Ma se è vero che “non c’è scampo al problema dell’ignoranza, perché nessuno sa abbastanza per governare da solo. Presidenti, senatori, governatori, giudici, professori, filosofi, editori e così via sono solo un po’ meno ignoranti di noi. Persino un esperto è una persona che sceglie di essere ignorante su molte cose in modo da poter almeno sapere tutto di una” (Schattschneider), la soluzione al quadro sopra delineato non può essere quella di escludere dal voto su determinati temi, con limitazioni variamente declinate, coloro i quali vengono reputati inidonei ad esercitarlo: il rischio è quello di rendere il popolo ancora più “suddito” di governanti che non sempre dimostrano di agire per il bene di tutti, o comunque con maggiore buon senso rispetto alla gente comune.

“There ain’t no such thing as a free lunch”: è, dunque, sufficiente che ognuno dei soggetti coinvolti paghi il prezzo – salato – della democrazia.

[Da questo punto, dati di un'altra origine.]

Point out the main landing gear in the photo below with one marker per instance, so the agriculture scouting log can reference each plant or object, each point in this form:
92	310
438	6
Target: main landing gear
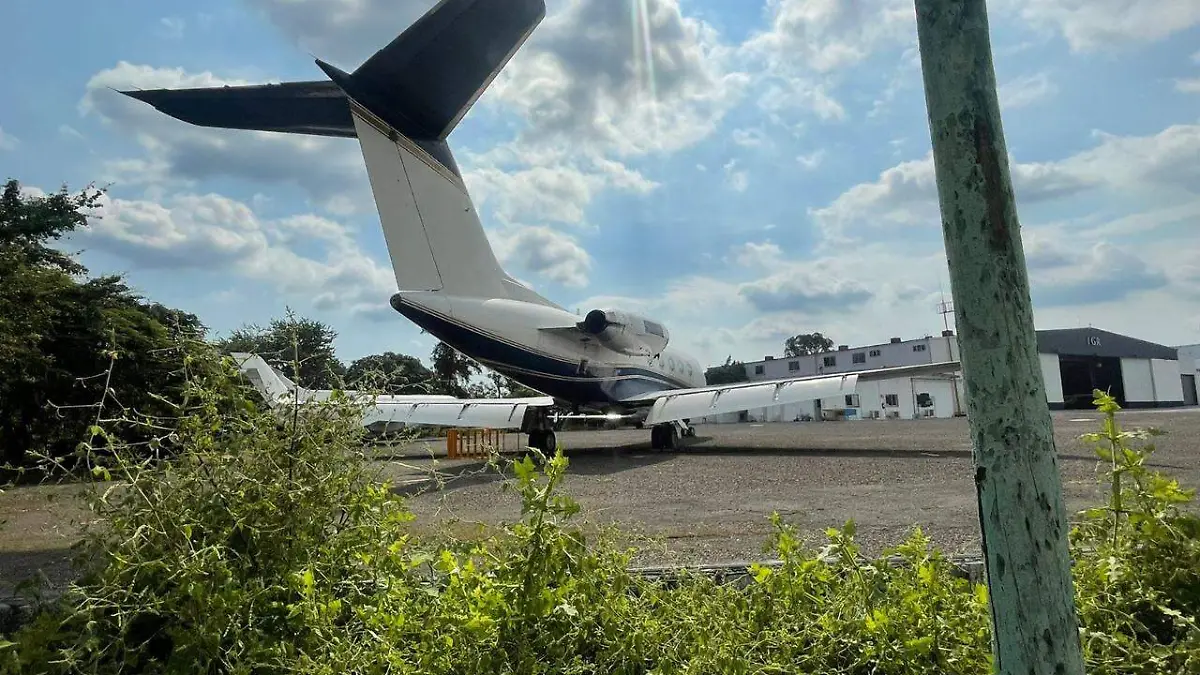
540	428
666	436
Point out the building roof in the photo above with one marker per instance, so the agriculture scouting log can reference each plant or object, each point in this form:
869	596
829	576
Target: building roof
1097	342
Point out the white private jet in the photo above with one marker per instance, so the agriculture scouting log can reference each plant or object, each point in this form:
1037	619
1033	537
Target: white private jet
401	105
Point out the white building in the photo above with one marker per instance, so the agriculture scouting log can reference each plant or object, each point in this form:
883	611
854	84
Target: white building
905	398
1189	368
1074	362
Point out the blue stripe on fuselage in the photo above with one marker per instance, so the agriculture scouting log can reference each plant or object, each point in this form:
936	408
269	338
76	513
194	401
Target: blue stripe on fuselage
553	376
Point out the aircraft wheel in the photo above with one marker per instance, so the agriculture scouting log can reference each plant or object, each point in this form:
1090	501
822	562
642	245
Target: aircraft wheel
664	437
547	443
537	438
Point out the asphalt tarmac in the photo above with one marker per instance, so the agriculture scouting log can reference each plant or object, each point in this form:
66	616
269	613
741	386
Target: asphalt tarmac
711	502
708	502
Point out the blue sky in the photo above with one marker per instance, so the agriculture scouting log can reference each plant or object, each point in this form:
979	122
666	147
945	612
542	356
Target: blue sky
769	174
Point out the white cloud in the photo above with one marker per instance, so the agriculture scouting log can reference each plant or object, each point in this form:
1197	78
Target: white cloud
906	195
172	28
1065	270
549	193
215	233
583	79
541	250
7	141
809	290
738	179
808	43
1026	89
826	35
750	137
69	131
811	160
1098	24
330	171
757	255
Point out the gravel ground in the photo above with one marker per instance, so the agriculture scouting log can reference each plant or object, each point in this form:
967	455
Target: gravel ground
711	501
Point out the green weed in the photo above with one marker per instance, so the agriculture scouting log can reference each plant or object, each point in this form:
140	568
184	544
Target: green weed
270	545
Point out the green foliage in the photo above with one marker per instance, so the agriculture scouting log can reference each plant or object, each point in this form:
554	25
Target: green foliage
727	374
807	344
59	332
1138	561
453	370
390	372
271	547
303	348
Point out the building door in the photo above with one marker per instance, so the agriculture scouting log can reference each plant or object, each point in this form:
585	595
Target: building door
1081	375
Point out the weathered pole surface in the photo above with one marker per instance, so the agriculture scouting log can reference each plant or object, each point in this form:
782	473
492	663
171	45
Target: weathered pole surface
1035	627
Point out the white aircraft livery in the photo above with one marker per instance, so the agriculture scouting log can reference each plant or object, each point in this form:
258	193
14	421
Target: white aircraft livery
401	105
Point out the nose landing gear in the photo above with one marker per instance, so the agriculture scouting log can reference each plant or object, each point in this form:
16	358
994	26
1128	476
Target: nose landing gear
666	436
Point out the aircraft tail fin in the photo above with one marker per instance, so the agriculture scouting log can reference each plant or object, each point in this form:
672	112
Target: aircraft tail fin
405	101
273	384
401	105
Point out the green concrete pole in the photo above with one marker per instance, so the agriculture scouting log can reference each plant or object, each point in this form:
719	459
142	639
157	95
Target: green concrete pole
1019	488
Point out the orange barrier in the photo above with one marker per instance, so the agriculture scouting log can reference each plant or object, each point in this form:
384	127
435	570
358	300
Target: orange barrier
475	443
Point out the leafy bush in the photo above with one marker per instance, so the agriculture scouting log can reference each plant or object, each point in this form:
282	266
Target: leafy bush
270	547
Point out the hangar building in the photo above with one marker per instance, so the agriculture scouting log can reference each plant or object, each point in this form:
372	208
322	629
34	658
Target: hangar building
1189	368
1073	360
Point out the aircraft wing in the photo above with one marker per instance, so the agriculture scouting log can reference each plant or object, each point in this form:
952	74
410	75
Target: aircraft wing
423	408
670	405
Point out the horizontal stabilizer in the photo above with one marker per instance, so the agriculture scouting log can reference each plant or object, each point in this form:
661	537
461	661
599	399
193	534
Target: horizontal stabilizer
425	81
421	84
316	108
430	410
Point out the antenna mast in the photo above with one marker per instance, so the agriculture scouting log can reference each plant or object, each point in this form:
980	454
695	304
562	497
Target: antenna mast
945	308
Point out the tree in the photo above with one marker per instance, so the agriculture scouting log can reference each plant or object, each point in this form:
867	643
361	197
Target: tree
807	344
288	340
732	371
391	372
69	342
453	370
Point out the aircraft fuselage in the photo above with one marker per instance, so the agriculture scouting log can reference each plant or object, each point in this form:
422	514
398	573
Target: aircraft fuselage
510	336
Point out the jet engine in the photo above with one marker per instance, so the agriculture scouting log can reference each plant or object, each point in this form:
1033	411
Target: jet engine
625	332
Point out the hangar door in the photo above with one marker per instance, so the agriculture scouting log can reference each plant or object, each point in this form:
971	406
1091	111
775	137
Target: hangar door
1080	375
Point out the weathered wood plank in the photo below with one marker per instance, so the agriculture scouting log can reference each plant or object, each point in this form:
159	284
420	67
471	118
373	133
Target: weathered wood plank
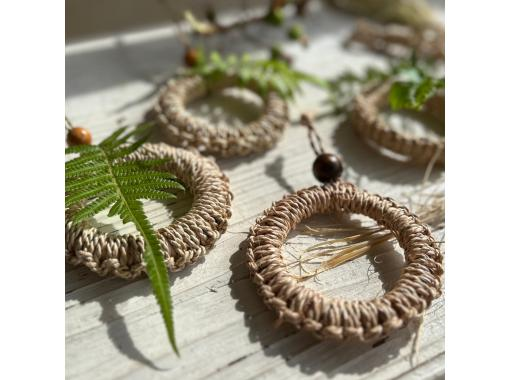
113	327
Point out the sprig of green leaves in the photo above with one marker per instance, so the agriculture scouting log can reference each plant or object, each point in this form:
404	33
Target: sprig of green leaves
263	74
99	179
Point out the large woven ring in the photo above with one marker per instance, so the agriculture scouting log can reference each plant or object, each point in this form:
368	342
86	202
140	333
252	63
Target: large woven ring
371	126
185	130
418	285
185	240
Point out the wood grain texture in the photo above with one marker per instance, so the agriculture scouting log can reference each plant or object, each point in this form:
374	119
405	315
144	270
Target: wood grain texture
113	327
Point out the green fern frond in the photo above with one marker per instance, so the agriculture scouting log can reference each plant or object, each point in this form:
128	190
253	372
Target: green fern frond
98	179
263	75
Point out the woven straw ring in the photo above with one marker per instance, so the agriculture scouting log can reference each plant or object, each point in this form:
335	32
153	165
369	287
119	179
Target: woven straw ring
185	240
185	130
371	126
418	285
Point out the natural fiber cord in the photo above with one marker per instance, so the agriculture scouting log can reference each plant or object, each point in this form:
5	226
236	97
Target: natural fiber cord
367	121
183	241
185	130
418	285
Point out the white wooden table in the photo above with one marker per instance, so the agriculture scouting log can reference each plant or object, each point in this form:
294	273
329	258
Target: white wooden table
224	331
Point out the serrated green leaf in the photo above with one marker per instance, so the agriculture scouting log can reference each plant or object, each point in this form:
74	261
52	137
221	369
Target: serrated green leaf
100	178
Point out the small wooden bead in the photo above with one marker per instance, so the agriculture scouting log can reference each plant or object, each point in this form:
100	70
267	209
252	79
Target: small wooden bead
79	136
191	57
327	167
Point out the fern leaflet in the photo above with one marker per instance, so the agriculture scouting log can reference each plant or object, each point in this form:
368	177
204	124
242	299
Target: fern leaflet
98	179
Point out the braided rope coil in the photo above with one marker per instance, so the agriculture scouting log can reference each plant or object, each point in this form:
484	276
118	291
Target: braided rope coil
418	285
185	130
367	121
185	240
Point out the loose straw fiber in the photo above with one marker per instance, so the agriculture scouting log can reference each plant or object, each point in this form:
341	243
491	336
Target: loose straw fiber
418	285
185	130
183	241
367	121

La politica che comunica puntando sull’emozionalità dell’elettorato, anziché usare argomenti convincenti e fondati, e produce così scelte irrazionali, resta essa stessa vittima, inevitabilmente, degli strumenti di cui si è servita – distorcendone la funzione – per rafforzare il proprio potere: la sanzione “sociale” opera ancor prima di quella elettorale.

I cittadini, poco avvezzi a pretendere dai propri rappresentanti trasparenza circa ragioni, atti e obiettivi misurabili delle loro proposte, non possono poi reclamare un diritto di ripensamento, lagnandosi del risultato di proprie scelte poco informate: l’eventuale errore commesso può consentire loro, in prosieguo, una maggiore consapevolezza nell’esercizio delle prerogative democratiche di cui sono titolari.

E quel giornalismo che lamenta cali di lettori o ascoltatori, ma abdica al ruolo di watch-dog del potere, mostrandosi incapace di autocritica severa circa la propria funzione, viene poi penalizzato sul libero mercato dell’informazione. Invece, allo scopo di evitare che siano i dissenzienti a dover pagare un costo troppo alto per l’esito referendario, è necessaria nei loro riguardi la tutela di maggioranze rafforzate in caso di consultazioni su temi particolari.

Ogni scelta ha un prezzo e, in democrazia e non solo, ciò significa assunzione di responsabilità da parte di tutti gli attori coinvolti: il referendum è un mezzo idoneo a far emergere chiaramente quella di ognuno – nessuno escluso – come il post-Brexit sta dimostrando. Ora è il momento di pagare il conto.